To our knowledge, we were the first to describe the use of laparoscopic microwave coagulation therapy and laparoscopic hepatic resection.19,20 Based on these experiences, we continued with the approach of performing hepatectomy through a small laparotomy incision.
The current study has a limitation: the data were retrospectively collected from a single facility in a small number of patients. The feasibility of performing hepatectomy with total laparoscopic approach has been confirmed by many experiences.
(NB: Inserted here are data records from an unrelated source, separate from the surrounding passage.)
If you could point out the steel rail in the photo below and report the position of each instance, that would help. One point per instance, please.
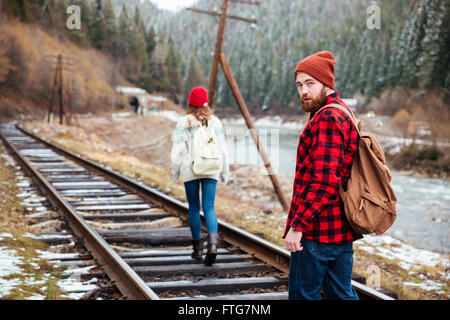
(264, 250)
(125, 278)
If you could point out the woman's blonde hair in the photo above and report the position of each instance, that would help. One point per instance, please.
(200, 113)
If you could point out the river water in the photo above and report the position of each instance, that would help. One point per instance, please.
(423, 204)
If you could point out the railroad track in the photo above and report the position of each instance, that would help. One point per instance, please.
(141, 237)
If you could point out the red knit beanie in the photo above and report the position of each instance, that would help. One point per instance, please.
(320, 66)
(198, 97)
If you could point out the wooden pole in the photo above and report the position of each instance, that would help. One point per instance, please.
(61, 97)
(218, 50)
(55, 81)
(245, 113)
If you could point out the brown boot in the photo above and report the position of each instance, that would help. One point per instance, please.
(197, 249)
(210, 258)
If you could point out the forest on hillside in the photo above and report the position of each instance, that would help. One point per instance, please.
(401, 65)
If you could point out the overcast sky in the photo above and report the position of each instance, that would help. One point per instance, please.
(173, 5)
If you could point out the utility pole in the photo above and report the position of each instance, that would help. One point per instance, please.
(219, 40)
(60, 61)
(220, 57)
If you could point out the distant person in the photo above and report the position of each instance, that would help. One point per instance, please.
(318, 234)
(199, 154)
(134, 102)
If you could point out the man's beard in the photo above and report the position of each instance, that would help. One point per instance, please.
(315, 103)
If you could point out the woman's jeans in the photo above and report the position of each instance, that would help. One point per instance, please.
(208, 196)
(321, 265)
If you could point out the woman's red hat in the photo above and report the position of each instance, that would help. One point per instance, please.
(198, 97)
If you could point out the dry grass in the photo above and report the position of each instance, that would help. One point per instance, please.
(37, 276)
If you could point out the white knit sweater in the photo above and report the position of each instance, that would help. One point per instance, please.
(182, 140)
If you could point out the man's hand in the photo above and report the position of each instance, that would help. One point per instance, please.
(292, 240)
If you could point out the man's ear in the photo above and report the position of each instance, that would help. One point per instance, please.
(328, 90)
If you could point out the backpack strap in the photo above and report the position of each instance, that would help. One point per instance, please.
(348, 112)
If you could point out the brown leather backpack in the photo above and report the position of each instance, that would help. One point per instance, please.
(369, 200)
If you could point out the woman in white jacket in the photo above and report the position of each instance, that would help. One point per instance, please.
(199, 112)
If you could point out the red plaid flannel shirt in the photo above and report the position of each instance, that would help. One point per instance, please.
(325, 154)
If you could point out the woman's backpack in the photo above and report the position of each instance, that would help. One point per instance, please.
(369, 200)
(206, 156)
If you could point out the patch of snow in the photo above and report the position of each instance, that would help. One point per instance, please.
(169, 114)
(8, 265)
(409, 256)
(428, 285)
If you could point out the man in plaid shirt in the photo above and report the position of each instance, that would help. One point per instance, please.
(317, 233)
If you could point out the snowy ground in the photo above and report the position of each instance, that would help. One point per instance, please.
(11, 263)
(410, 259)
(17, 270)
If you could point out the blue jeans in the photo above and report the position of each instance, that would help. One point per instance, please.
(208, 196)
(321, 265)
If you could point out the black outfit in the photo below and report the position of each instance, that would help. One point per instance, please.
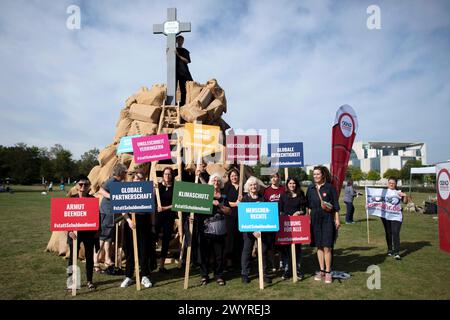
(249, 241)
(165, 219)
(233, 241)
(189, 176)
(182, 73)
(288, 206)
(90, 241)
(392, 231)
(143, 228)
(212, 244)
(323, 228)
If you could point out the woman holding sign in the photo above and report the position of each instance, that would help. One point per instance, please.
(392, 227)
(292, 203)
(212, 235)
(323, 205)
(252, 186)
(233, 241)
(143, 226)
(165, 217)
(89, 238)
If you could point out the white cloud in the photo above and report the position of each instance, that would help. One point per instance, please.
(283, 64)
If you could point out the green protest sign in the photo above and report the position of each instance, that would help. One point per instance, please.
(192, 197)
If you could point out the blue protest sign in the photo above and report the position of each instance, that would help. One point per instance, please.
(285, 155)
(125, 145)
(132, 197)
(258, 216)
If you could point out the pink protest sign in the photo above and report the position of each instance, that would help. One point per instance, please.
(243, 148)
(151, 148)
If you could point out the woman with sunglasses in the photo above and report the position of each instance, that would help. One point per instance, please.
(89, 238)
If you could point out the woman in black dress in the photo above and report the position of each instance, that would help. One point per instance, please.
(212, 235)
(323, 205)
(292, 203)
(233, 241)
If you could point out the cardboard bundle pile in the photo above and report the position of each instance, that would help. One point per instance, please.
(140, 116)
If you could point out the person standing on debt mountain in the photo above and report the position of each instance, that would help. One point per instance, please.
(182, 69)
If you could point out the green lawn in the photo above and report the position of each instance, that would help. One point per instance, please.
(27, 272)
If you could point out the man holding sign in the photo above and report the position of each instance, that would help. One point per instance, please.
(246, 223)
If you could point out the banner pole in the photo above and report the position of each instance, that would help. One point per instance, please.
(116, 247)
(136, 254)
(191, 227)
(367, 218)
(241, 177)
(294, 263)
(74, 264)
(260, 264)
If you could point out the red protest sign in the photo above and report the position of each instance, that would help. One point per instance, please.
(74, 214)
(293, 229)
(243, 148)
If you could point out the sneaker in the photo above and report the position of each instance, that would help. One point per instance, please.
(328, 277)
(267, 280)
(319, 275)
(146, 282)
(163, 270)
(127, 282)
(245, 279)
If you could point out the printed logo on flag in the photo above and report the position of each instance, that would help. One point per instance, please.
(132, 197)
(74, 214)
(346, 125)
(444, 184)
(258, 216)
(151, 148)
(286, 155)
(242, 148)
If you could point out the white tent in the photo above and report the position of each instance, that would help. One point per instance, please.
(421, 170)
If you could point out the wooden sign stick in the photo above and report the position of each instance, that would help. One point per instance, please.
(294, 263)
(241, 178)
(74, 264)
(260, 264)
(116, 247)
(191, 227)
(136, 254)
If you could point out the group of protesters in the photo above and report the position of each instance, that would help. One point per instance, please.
(217, 244)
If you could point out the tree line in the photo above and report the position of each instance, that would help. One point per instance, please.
(23, 164)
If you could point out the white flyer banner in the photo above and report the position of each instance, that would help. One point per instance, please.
(384, 203)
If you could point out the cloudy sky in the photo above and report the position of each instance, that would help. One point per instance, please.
(285, 65)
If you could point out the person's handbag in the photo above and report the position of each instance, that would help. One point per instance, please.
(216, 225)
(326, 206)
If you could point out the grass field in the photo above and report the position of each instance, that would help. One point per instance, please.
(27, 272)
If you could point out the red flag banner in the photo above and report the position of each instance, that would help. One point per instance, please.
(443, 192)
(344, 132)
(242, 148)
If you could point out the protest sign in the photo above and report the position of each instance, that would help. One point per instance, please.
(125, 144)
(384, 203)
(293, 230)
(192, 197)
(286, 155)
(132, 197)
(151, 148)
(71, 214)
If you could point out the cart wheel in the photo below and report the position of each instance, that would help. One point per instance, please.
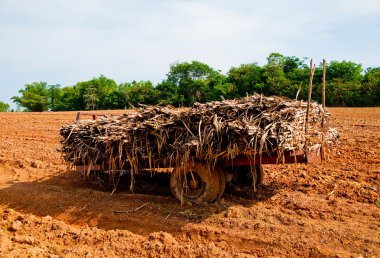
(197, 184)
(259, 174)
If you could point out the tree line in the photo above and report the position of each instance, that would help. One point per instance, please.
(348, 84)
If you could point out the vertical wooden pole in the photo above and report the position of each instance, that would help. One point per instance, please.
(312, 69)
(324, 93)
(324, 109)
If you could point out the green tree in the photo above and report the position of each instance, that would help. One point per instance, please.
(192, 80)
(344, 71)
(276, 81)
(54, 96)
(167, 93)
(247, 78)
(141, 92)
(371, 87)
(34, 97)
(4, 107)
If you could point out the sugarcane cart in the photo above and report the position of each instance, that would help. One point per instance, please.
(203, 147)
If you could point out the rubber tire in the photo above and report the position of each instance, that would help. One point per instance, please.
(211, 183)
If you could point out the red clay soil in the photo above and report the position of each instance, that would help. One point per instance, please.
(327, 209)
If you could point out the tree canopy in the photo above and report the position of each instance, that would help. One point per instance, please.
(348, 84)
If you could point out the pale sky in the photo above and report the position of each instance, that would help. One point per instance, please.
(67, 41)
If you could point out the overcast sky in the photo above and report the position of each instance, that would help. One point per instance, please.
(67, 41)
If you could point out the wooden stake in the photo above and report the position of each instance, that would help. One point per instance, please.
(324, 92)
(324, 109)
(312, 69)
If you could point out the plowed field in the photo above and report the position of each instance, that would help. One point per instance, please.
(326, 209)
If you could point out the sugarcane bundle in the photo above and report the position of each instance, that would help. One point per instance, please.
(156, 136)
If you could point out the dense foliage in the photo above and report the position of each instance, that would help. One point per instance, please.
(348, 84)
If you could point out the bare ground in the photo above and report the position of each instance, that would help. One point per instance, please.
(326, 209)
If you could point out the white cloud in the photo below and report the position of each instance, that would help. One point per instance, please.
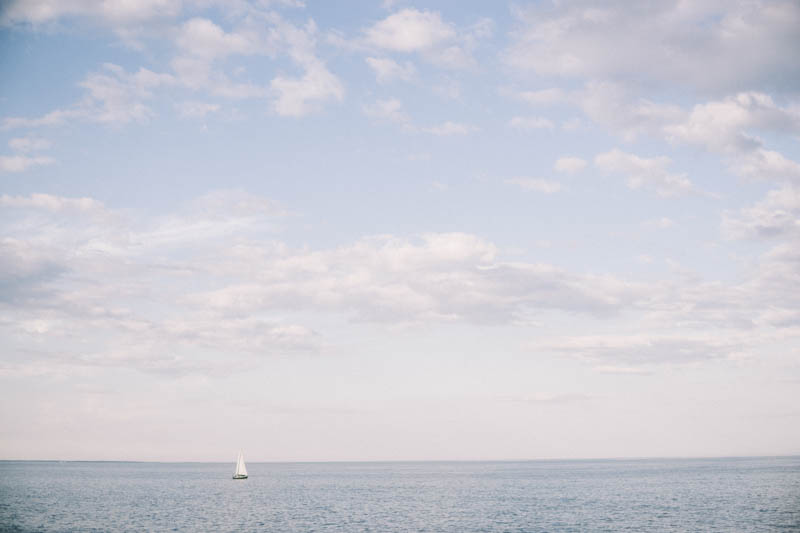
(569, 164)
(20, 163)
(196, 109)
(550, 96)
(39, 11)
(388, 70)
(426, 33)
(410, 30)
(114, 97)
(29, 144)
(646, 350)
(391, 110)
(451, 128)
(301, 96)
(531, 123)
(535, 184)
(306, 94)
(776, 216)
(202, 38)
(644, 172)
(50, 202)
(709, 45)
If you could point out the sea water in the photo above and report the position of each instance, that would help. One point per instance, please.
(732, 495)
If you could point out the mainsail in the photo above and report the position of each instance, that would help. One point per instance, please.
(241, 470)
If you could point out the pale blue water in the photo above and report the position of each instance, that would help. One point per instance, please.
(732, 495)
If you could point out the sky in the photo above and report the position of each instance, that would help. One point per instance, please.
(324, 231)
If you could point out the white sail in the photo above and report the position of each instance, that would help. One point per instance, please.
(241, 470)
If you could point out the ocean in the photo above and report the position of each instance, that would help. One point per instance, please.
(731, 495)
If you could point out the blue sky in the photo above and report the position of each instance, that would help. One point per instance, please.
(393, 230)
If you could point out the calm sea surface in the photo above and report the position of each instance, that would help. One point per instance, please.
(744, 494)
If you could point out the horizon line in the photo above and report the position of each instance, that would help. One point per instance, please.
(543, 459)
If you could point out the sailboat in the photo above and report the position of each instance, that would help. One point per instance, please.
(241, 470)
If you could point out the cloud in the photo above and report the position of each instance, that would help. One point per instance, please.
(29, 144)
(630, 352)
(426, 33)
(448, 128)
(712, 46)
(543, 97)
(776, 216)
(534, 184)
(196, 109)
(390, 110)
(388, 70)
(20, 163)
(50, 202)
(531, 123)
(410, 30)
(569, 165)
(297, 97)
(73, 268)
(644, 172)
(40, 11)
(203, 38)
(306, 94)
(114, 96)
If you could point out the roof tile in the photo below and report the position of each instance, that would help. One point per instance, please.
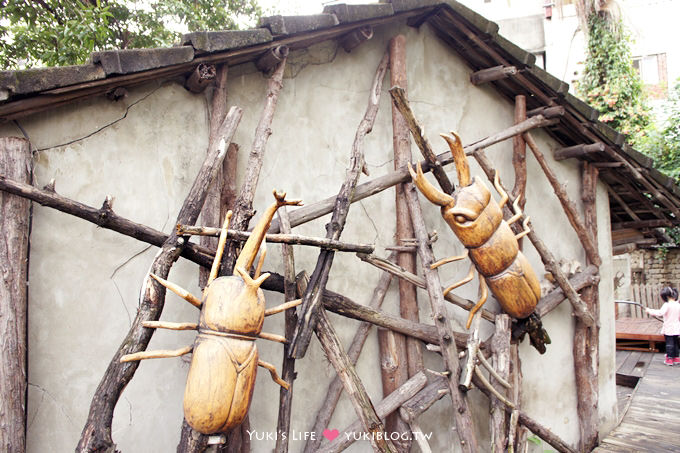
(290, 25)
(216, 41)
(39, 79)
(136, 60)
(354, 13)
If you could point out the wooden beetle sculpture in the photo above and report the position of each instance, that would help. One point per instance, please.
(225, 359)
(477, 220)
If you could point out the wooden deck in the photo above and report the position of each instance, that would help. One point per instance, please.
(638, 334)
(651, 413)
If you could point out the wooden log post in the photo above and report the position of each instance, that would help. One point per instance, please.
(325, 412)
(500, 348)
(96, 435)
(311, 301)
(586, 338)
(462, 415)
(15, 162)
(395, 367)
(210, 214)
(288, 368)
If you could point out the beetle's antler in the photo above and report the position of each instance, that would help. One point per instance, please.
(462, 167)
(433, 194)
(247, 256)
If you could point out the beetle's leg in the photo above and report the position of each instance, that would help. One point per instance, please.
(480, 302)
(263, 253)
(170, 325)
(450, 259)
(275, 375)
(526, 230)
(282, 307)
(272, 337)
(468, 277)
(159, 354)
(181, 292)
(220, 248)
(500, 190)
(518, 211)
(249, 280)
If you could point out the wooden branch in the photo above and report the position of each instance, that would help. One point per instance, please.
(580, 310)
(408, 298)
(492, 74)
(377, 185)
(400, 272)
(210, 214)
(389, 404)
(462, 415)
(288, 367)
(400, 101)
(500, 347)
(552, 300)
(312, 298)
(355, 390)
(325, 412)
(15, 162)
(97, 431)
(640, 224)
(578, 151)
(291, 239)
(243, 206)
(519, 157)
(569, 208)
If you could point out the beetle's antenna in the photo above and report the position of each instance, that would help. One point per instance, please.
(181, 292)
(220, 249)
(260, 262)
(247, 256)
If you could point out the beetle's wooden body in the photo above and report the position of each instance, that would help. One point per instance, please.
(477, 220)
(224, 363)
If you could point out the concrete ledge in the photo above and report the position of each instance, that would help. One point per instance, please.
(354, 13)
(40, 79)
(290, 25)
(136, 60)
(215, 41)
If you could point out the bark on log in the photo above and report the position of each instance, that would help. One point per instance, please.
(500, 347)
(580, 309)
(279, 238)
(15, 162)
(377, 185)
(212, 208)
(586, 339)
(243, 206)
(408, 299)
(389, 404)
(312, 298)
(96, 435)
(462, 414)
(288, 367)
(568, 206)
(325, 412)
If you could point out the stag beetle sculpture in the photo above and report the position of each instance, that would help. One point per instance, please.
(477, 220)
(225, 359)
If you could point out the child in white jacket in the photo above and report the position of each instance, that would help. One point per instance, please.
(670, 311)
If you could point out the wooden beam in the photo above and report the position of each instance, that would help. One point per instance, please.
(578, 151)
(312, 297)
(97, 431)
(15, 162)
(492, 74)
(639, 224)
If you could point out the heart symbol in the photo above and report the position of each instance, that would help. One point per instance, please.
(330, 434)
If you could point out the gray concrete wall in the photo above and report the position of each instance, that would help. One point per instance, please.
(85, 281)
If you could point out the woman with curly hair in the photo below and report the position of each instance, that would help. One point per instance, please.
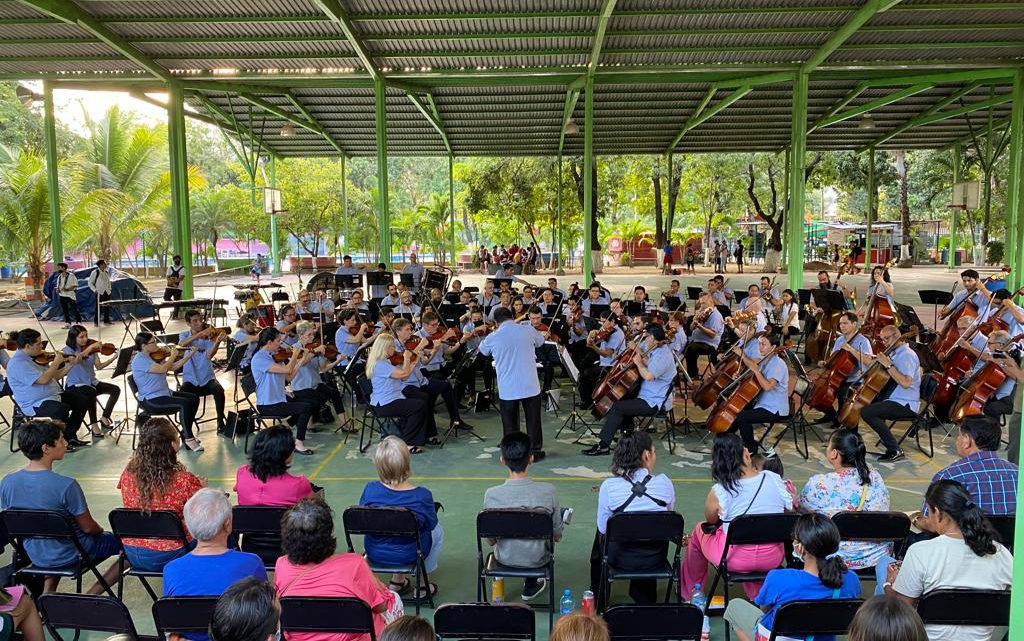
(310, 567)
(155, 479)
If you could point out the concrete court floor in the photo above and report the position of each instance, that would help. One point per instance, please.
(459, 474)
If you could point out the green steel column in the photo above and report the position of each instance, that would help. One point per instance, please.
(383, 215)
(870, 208)
(798, 162)
(452, 204)
(274, 250)
(954, 218)
(179, 181)
(588, 182)
(52, 182)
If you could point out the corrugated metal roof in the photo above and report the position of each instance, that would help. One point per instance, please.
(483, 61)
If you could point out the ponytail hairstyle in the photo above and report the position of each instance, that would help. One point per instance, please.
(820, 539)
(852, 452)
(953, 499)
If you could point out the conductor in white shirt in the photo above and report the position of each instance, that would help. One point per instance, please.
(513, 348)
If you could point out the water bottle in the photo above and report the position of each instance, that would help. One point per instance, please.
(567, 603)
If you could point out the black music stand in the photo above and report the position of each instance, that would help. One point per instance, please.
(935, 298)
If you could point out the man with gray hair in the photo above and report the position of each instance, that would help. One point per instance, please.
(210, 568)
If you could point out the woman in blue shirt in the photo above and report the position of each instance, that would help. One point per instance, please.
(270, 378)
(386, 395)
(815, 542)
(393, 490)
(81, 378)
(154, 394)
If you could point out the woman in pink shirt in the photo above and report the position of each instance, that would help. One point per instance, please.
(265, 480)
(310, 568)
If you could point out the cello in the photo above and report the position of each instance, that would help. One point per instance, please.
(870, 386)
(743, 391)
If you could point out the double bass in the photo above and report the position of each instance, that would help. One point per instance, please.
(743, 391)
(869, 387)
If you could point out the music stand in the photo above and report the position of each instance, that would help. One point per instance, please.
(935, 298)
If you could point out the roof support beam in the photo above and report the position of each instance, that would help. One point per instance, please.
(334, 9)
(863, 14)
(934, 118)
(70, 12)
(867, 107)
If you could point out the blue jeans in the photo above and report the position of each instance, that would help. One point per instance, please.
(154, 560)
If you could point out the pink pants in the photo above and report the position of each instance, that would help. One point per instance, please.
(705, 549)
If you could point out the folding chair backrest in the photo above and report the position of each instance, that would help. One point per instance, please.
(179, 614)
(484, 621)
(645, 527)
(675, 621)
(826, 616)
(339, 614)
(86, 611)
(872, 526)
(966, 607)
(514, 523)
(128, 523)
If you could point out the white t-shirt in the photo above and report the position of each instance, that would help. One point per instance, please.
(947, 562)
(772, 499)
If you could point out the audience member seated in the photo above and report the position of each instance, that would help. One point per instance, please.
(739, 489)
(851, 486)
(522, 492)
(249, 610)
(265, 480)
(211, 567)
(965, 554)
(409, 628)
(310, 567)
(815, 542)
(393, 463)
(633, 487)
(580, 627)
(154, 479)
(887, 618)
(39, 487)
(990, 480)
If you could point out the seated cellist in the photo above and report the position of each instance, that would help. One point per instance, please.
(857, 344)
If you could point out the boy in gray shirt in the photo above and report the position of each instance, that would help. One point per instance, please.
(521, 492)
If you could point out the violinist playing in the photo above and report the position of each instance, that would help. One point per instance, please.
(307, 386)
(607, 342)
(904, 400)
(706, 334)
(36, 389)
(997, 344)
(150, 368)
(859, 346)
(772, 404)
(81, 378)
(198, 375)
(657, 369)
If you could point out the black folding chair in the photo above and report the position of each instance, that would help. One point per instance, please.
(634, 528)
(654, 623)
(520, 524)
(484, 621)
(744, 530)
(872, 527)
(86, 611)
(335, 614)
(158, 524)
(395, 522)
(812, 618)
(965, 607)
(24, 524)
(259, 527)
(181, 614)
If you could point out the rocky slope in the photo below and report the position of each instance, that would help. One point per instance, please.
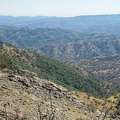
(24, 94)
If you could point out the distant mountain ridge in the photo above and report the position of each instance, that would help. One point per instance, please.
(62, 44)
(109, 24)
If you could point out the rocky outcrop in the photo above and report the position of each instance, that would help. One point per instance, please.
(32, 96)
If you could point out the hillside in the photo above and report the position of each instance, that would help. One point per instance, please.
(62, 44)
(51, 69)
(79, 49)
(29, 98)
(107, 24)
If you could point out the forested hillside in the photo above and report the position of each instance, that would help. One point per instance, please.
(58, 72)
(107, 24)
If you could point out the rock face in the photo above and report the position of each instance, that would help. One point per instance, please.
(23, 94)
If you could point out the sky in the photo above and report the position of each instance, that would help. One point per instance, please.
(60, 8)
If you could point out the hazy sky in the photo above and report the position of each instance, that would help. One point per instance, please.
(58, 7)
Therefore, this technique can be used as an option when total laparoscopic hepatectomy is difficult, for example, when the adhesion is severe or when the tumor is large and the field of view cannot be obtained.
In conclusion, mini-open hepatectomy is a useful option for total laparoscopic hepatectomy. It is important to acquire the technique of performing surgery from a small wound using the particular method when operation is difficult to achieve with a totally laparoscopy.